Noch schlimmer als der Gang über den Rasen zum Becken war der Weg zurück zum Handtuch, klatschnass, fast blind durch die vom Chlorwasser geröteten und verquollenen Augen und mit strapsigen Haaren. Endlich angekommen, ließ ich mich erleichtert wieder auf den Bauch fallen. Einmal zog ich mir einen schlimmen Sonnenbrand in den Kniekehlen zu, weil sich nicht weit von mir entfernt ein angebeteter Junge aufhielt und ich mich seinetwegen den ganzen Tag nicht traute, mich auf den Rücken zu drehen, geschweige denn aufzustehen. Irgendwann ließ es sich nicht länger vermeiden, und tatsächlich sagte genau dieser Junge grinsend zu mir: Du hast ja ’ne ganz schöne Babywampe. Das war nicht wahr, und dennoch traf mich dieser Satz wie ein vergifteter Pfeil. Ich war erledigt, und ganz gleich, wie oft ich mich danach im Spiegel betrachtete und wirklich keine Babywampe entdecken konnte, hatte ich das Gefühl, in einer Illusion gelebt zu haben, die mir einen besseren Körper vorgegaukelt hatte, als es tatsächlich der Fall war, so wie man sich manchmal schön fühlt, aber dann auf einem Foto feststellen muss, dass das gar nicht gestimmt hat.

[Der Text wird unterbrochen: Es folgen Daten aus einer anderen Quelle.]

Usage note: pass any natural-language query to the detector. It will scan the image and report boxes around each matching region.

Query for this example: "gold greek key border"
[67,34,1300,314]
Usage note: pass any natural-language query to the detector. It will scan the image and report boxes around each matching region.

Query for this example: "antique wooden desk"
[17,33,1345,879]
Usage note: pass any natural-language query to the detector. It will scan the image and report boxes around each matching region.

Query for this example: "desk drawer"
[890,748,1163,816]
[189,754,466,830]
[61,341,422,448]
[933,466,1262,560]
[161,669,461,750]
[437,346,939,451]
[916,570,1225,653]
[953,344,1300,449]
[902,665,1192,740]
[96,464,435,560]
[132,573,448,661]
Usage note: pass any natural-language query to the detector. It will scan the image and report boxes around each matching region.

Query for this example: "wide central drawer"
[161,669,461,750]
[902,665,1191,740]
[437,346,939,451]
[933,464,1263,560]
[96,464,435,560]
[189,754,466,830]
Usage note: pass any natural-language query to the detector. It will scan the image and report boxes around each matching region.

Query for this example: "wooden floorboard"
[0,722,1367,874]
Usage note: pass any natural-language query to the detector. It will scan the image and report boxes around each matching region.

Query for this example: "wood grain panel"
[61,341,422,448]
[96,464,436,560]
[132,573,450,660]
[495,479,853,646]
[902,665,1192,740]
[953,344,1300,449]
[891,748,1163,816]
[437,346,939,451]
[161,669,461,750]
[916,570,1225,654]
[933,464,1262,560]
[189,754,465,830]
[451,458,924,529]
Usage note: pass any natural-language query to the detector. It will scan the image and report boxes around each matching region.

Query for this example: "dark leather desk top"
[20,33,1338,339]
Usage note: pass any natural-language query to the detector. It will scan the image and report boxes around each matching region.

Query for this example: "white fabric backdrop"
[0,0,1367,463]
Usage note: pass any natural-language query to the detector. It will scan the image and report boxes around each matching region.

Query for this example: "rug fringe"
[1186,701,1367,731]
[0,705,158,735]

Mein erster Sommer im Freibad im Bikini entsprach diesem Foto. Mein Blick auf mich war zu einer erbarmungslosen Instanz geworden. Und ganz gleich, wie sehr ich mich später feministisch und emanzipatorisch dagegen aufgelehnt habe, höre ich, wenn ich in den Spiegel schaue, immer noch eine Stimme den vergifteten Satz flüstern: Wie sieht die denn aus? Der Vergleich führt immer geradewegs in die Hölle. Wie leicht er zu erlernen ist – und wie schwer zu verlernen. Für mich selbst habe ich kaum Hoffnung.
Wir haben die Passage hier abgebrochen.